I want to randomly draw N = 30 slope and intercept pairs, with replacement, and do it F = 5,000 times. For each draw I want to calculate the slope and intercept of the regression line and then plot the histogram of slope and intercept. Here is the code I have so far.
F = 10000
N = 30
X = sigma*(np.random.randn(F)/F)
Y = beta*X + alpha + sigma*(np.random.randn(F))
Xbar = np.mean(X)
Ybar = np.mean(Y)
numer2 = 0
denom2 = 0
for i in range(F):
for j in range(N):
numer2 += (X[j]-Xbar)*(Y[j]-Ybar)
denom2 += (X[j]-Xbar)**2
slope = numer2/denom2
intercept = Ybar - slope*Xbar
plt.figure(1)
plt.hist(slope, bins=50)
plt.hist(intercept, bins=50)
plt.grid()
plt.show()
I want to get 30 slope and intercept pairs, 5,000 times. I thought the double for loop would do that. Unfortunately, all I can get is one value for each. How can I fix this?
There's two errors, firstly what @GreenCloakGuy pointed out, you are not storing the values for the slope and intercept.
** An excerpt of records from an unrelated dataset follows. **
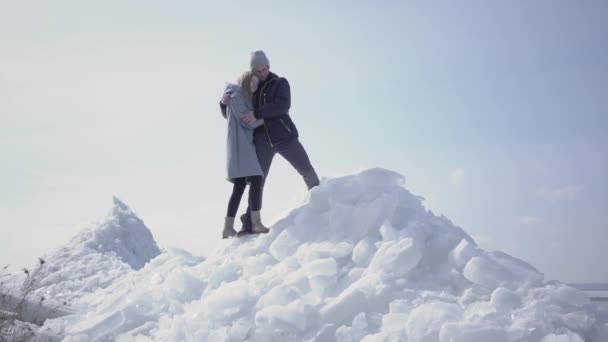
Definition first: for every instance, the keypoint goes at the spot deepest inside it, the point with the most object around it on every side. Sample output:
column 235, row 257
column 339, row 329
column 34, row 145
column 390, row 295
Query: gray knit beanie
column 258, row 58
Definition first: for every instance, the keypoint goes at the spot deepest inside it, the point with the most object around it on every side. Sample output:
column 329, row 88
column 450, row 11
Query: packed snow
column 97, row 257
column 360, row 260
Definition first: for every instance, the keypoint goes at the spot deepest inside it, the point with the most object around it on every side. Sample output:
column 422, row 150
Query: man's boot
column 256, row 223
column 228, row 227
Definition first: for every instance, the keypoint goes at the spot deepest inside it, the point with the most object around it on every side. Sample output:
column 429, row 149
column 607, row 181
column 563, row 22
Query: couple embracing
column 256, row 109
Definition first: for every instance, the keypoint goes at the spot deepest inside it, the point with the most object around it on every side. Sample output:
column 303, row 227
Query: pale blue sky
column 496, row 113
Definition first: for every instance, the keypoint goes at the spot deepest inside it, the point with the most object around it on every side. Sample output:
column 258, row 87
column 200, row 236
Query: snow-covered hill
column 97, row 256
column 360, row 260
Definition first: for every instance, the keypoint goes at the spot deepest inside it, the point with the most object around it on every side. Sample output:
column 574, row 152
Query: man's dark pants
column 293, row 151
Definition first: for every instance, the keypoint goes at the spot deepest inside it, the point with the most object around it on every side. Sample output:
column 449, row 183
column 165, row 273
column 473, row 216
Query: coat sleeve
column 280, row 104
column 238, row 109
column 223, row 109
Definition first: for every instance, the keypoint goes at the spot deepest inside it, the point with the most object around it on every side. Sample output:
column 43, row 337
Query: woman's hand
column 248, row 118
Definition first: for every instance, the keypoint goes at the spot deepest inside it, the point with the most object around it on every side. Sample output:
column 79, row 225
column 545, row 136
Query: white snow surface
column 97, row 257
column 360, row 260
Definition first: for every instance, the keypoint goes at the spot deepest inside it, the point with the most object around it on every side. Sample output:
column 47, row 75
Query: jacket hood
column 232, row 88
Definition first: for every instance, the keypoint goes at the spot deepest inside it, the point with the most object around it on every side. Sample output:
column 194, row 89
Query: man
column 278, row 134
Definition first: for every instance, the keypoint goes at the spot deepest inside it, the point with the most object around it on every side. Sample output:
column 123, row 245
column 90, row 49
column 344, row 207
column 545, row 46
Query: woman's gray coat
column 241, row 160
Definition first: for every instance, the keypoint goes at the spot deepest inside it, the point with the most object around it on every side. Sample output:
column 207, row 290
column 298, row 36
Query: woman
column 242, row 161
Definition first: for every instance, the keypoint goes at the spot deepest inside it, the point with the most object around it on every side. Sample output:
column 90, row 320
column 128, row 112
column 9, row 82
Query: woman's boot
column 228, row 227
column 256, row 223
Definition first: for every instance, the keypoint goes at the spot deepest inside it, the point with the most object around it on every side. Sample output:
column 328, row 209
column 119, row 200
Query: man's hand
column 248, row 118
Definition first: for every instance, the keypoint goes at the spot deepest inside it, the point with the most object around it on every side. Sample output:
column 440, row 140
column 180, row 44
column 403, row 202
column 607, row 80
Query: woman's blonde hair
column 244, row 82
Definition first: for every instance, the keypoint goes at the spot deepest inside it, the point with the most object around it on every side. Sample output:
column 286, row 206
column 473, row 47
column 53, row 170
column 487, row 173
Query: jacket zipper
column 287, row 127
column 262, row 103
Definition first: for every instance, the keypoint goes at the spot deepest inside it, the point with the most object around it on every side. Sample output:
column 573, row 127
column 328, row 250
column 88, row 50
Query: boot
column 228, row 227
column 246, row 229
column 256, row 223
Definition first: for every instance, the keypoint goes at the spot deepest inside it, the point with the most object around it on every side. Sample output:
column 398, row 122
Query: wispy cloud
column 456, row 177
column 527, row 220
column 569, row 192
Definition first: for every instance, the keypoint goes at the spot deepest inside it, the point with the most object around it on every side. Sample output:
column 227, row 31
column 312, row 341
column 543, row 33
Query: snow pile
column 361, row 260
column 98, row 256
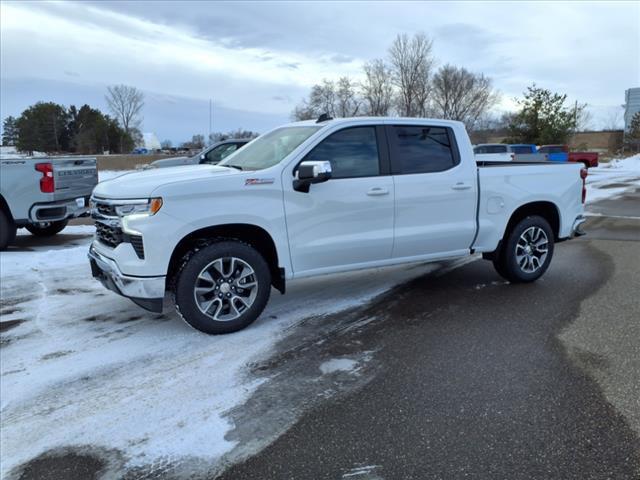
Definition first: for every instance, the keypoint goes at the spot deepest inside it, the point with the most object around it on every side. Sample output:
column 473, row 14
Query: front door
column 436, row 194
column 346, row 221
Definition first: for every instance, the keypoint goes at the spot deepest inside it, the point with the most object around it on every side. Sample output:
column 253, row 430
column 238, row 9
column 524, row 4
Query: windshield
column 269, row 149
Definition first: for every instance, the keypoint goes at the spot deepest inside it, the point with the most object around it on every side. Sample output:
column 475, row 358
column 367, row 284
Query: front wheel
column 46, row 229
column 223, row 287
column 526, row 251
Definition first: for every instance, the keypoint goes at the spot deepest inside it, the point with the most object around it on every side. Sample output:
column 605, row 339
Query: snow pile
column 627, row 164
column 612, row 179
column 109, row 174
column 87, row 367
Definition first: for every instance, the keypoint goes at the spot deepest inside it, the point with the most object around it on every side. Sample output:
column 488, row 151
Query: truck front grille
column 109, row 235
column 136, row 243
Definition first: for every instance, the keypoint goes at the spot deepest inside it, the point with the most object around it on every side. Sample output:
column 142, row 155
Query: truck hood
column 174, row 161
column 142, row 183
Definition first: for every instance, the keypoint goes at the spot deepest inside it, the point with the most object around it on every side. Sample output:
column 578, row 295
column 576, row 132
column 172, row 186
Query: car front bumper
column 576, row 229
column 147, row 292
column 60, row 210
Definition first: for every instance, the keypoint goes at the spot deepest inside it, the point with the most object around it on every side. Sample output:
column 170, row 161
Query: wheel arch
column 4, row 206
column 253, row 235
column 545, row 209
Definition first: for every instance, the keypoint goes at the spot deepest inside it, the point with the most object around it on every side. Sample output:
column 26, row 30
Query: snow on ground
column 623, row 172
column 87, row 367
column 109, row 174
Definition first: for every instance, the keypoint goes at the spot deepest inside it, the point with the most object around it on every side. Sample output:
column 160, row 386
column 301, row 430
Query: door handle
column 376, row 191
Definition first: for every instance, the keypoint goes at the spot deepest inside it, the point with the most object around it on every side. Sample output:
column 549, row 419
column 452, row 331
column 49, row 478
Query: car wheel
column 527, row 251
column 223, row 288
column 7, row 230
column 46, row 229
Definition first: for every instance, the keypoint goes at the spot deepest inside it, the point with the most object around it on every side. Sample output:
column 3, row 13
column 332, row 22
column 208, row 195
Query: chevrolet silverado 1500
column 42, row 194
column 312, row 198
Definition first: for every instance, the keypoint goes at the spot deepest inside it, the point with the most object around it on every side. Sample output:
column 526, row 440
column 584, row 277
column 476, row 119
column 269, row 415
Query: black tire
column 46, row 229
column 517, row 264
column 7, row 230
column 188, row 303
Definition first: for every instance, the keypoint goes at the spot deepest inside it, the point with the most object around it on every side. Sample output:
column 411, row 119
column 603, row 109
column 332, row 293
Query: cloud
column 249, row 55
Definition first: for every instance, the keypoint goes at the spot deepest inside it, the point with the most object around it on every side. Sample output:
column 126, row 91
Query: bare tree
column 614, row 119
column 347, row 101
column 459, row 94
column 377, row 89
column 126, row 104
column 337, row 100
column 411, row 65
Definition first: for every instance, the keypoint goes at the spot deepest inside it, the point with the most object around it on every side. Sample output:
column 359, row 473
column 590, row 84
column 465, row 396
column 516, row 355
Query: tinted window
column 421, row 149
column 219, row 153
column 557, row 149
column 490, row 149
column 353, row 152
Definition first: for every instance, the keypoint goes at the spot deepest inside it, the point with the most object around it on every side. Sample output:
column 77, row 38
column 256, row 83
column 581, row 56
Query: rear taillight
column 47, row 183
column 583, row 176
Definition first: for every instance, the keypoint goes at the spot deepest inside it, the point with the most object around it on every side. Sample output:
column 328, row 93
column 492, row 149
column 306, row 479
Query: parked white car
column 311, row 198
column 41, row 194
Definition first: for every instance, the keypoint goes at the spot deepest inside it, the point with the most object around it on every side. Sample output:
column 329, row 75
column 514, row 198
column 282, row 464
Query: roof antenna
column 324, row 117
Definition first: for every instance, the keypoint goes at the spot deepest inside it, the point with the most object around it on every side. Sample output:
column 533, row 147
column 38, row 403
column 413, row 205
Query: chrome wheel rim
column 225, row 289
column 532, row 249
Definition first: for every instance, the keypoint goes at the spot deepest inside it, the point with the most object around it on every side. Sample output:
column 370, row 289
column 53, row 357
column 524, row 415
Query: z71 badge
column 258, row 181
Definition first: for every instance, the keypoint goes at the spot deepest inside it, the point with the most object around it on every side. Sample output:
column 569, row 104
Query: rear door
column 436, row 195
column 348, row 220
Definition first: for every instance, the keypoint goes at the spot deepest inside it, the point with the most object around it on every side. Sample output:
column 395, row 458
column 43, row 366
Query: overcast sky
column 258, row 59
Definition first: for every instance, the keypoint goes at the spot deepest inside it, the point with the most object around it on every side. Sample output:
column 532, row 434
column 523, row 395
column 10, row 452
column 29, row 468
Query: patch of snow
column 361, row 470
column 338, row 365
column 623, row 171
column 109, row 174
column 88, row 367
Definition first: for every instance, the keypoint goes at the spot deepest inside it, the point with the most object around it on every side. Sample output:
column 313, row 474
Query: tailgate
column 74, row 176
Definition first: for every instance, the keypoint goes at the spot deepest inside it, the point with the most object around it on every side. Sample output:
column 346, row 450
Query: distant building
column 631, row 105
column 150, row 142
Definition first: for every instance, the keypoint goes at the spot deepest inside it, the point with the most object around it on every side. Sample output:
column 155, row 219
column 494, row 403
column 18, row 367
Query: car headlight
column 142, row 207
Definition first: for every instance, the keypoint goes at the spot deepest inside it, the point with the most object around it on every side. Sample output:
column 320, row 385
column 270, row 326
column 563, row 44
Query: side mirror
column 311, row 172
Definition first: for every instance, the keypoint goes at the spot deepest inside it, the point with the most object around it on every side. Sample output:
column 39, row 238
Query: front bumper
column 576, row 229
column 61, row 210
column 147, row 292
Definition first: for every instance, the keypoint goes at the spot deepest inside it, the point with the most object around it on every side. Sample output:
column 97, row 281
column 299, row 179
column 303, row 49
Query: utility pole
column 210, row 120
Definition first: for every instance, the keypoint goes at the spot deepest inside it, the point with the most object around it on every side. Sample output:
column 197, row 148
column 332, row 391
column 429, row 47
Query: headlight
column 146, row 206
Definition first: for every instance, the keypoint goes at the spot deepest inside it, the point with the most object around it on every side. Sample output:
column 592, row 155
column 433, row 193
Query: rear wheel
column 7, row 230
column 527, row 251
column 223, row 287
column 46, row 229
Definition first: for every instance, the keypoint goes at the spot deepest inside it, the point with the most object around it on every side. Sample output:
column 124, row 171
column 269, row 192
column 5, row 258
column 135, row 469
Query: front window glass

Second, you are not sampling randomly from your X and Y with the second iteration. Also you don't need a loop to make your calculations, numpy array calculations are vectorized:
F = 5000
N = 30
sigma = 0.5
beta = 2
alpha = 0.2
X = np.random.randn(F)
Y = beta*X + alpha + sigma*(np.random.randn(F))
Xbar = np.mean(X)
Ybar = np.mean(Y)
slopes = []
intercepts = []
for i in range(F):
j = np.random.randint(0,F,N)
numer2 = np.sum((X[j]-Xbar)*(Y[j]-Ybar))
denom2 = np.sum((X[j]-Xbar)**2)
slope = numer2/denom2
intercept = Ybar - slope*Xbar
slopes.append(slope)
intercepts.append(intercept)
Not very sure what you are trying to do with your code and also where the sigma values are going. I think the above should give you a distribution of slopes and intercepts.